Impact of the Jobs Report on the Fed’s Rate Policy
The positive jobs report reinforced expectations that the Federal Reserve will cut interest rates at its next policy meeting on December 18th. Market participants now see an 85% chance of a 25-basis-point rate cut, up from 70% the previous day, according to the CME Group’s FedWatch tool.
Yields on 10-year Treasury bonds declined following the release of the jobs report, indicating a shift in investor sentiment. Lower yields are often seen as a sign that investors expect the Fed to ease monetary policy.
Weekly Market Recap
For the week, the major US indexes delivered mixed results:
- The S&P 500 climbed +1.0%.
- The Nasdaq Composite outperformed with a +3.3% gain.
- The Dow Jones Industrial Average slipped -0.6%.
Friday’s Closing Levels
Index | Close | Change | % Change |
Dow Jones | 44,642.52 | -123.19 | -0.28% |
S&P 500 | 6,090.27 | +15.16 | +0.25% |
Nasdaq | 19,859.77 | +159.05 | +0.81% |
US 10-Yr Yield | 4.153% | ||
VIX (Volatility Index) | 12.77 | -0.77 | -5.69% |
Investor Sentiment: Year-End Rally in Sight?
The unemployment report did not alter the overall market outlook, as investors remain confident that the Federal Reserve will cut rates at its upcoming December meeting. Unless the next inflation report comes in significantly higher than expected, the likelihood of a rate cut is strong.
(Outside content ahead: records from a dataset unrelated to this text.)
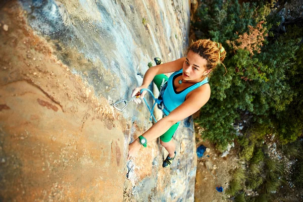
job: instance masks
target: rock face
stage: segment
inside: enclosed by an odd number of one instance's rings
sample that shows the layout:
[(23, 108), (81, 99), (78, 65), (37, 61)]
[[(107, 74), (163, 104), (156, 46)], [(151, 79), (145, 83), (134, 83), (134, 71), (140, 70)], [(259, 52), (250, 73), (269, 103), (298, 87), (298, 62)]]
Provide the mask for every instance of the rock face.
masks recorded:
[(189, 2), (0, 6), (0, 200), (193, 201), (191, 118), (180, 124), (177, 158), (164, 169), (158, 141), (126, 161), (129, 142), (152, 126), (147, 108), (132, 103), (121, 113), (110, 105), (129, 98), (153, 58), (184, 55)]

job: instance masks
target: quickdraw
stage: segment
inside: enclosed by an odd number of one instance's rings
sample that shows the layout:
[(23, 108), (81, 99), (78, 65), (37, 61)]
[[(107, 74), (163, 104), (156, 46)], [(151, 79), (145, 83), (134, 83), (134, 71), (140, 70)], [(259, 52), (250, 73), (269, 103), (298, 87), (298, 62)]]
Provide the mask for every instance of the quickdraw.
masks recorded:
[[(138, 96), (134, 96), (133, 97), (131, 97), (130, 99), (127, 100), (127, 99), (122, 99), (122, 100), (120, 100), (120, 101), (118, 101), (116, 102), (116, 103), (115, 103), (114, 104), (113, 104), (113, 107), (114, 107), (114, 108), (116, 109), (118, 111), (120, 111), (120, 112), (122, 112), (123, 110), (124, 110), (125, 109), (125, 108), (126, 108), (126, 107), (127, 107), (127, 106), (128, 105), (128, 103), (131, 102), (132, 100), (135, 99), (136, 98), (138, 97), (140, 97), (140, 95)], [(118, 107), (118, 105), (120, 104), (121, 103), (124, 103), (124, 104), (125, 105), (123, 107), (122, 107), (122, 108), (119, 108)]]
[[(156, 98), (156, 97), (155, 97), (155, 96), (154, 95), (153, 92), (152, 92), (150, 91), (150, 90), (147, 89), (147, 88), (143, 88), (141, 90), (140, 93), (142, 93), (142, 92), (143, 92), (144, 90), (146, 90), (147, 92), (149, 92), (150, 93), (150, 94), (152, 95), (153, 98), (154, 99), (154, 100), (155, 100), (155, 103), (154, 104), (154, 105), (153, 105), (153, 107), (152, 108), (152, 109), (150, 109), (150, 108), (148, 106), (148, 104), (147, 104), (147, 102), (146, 102), (145, 98), (144, 97), (143, 97), (143, 100), (144, 100), (145, 104), (146, 105), (146, 106), (147, 106), (147, 108), (148, 108), (148, 110), (149, 110), (149, 112), (150, 112), (150, 117), (149, 117), (149, 120), (152, 120), (152, 118), (153, 118), (154, 119), (154, 120), (155, 120), (155, 122), (156, 123), (157, 123), (157, 120), (156, 119), (156, 118), (155, 118), (155, 116), (154, 116), (154, 114), (153, 114), (153, 112), (154, 112), (154, 110), (155, 109), (155, 106), (156, 106), (156, 104), (158, 105), (158, 108), (159, 108), (160, 110), (161, 110), (162, 111), (162, 112), (163, 112), (163, 109), (165, 109), (168, 112), (169, 112), (169, 111), (167, 110), (166, 108), (165, 107), (164, 107), (163, 102), (163, 100), (162, 99), (162, 98), (160, 98), (160, 97), (159, 97), (158, 98)], [(136, 98), (138, 98), (138, 97), (140, 97), (140, 95), (138, 95), (138, 96), (135, 95), (133, 97), (132, 97), (129, 100), (122, 99), (122, 100), (118, 101), (118, 102), (115, 103), (113, 105), (113, 107), (114, 107), (114, 108), (115, 109), (116, 109), (117, 110), (120, 111), (120, 112), (122, 112), (123, 110), (124, 110), (125, 109), (125, 108), (126, 108), (126, 107), (128, 105), (129, 102), (130, 102), (130, 101), (131, 101)], [(119, 108), (118, 107), (118, 105), (119, 104), (122, 103), (124, 103), (125, 105), (123, 107), (122, 107), (121, 108)]]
With an interest rate cut on the horizon, the stage is set for a potential year-end rally. However, there’s a catch — much of the rally may have already been priced in. The S&P 500 is up 30% year-to-date, a remarkable gain by any measure.
The uptrend remains firmly intact, and it’s difficult to bet against the market at this point. But the big question is whether it’s still a good time to buy. For many, the answer seems to be “yes”, as waiting for a pullback this year has often proven futile. Time and again, FOMO (Fear of Missing Out) has driven markets higher, leaving hesitant investors on the sidelines.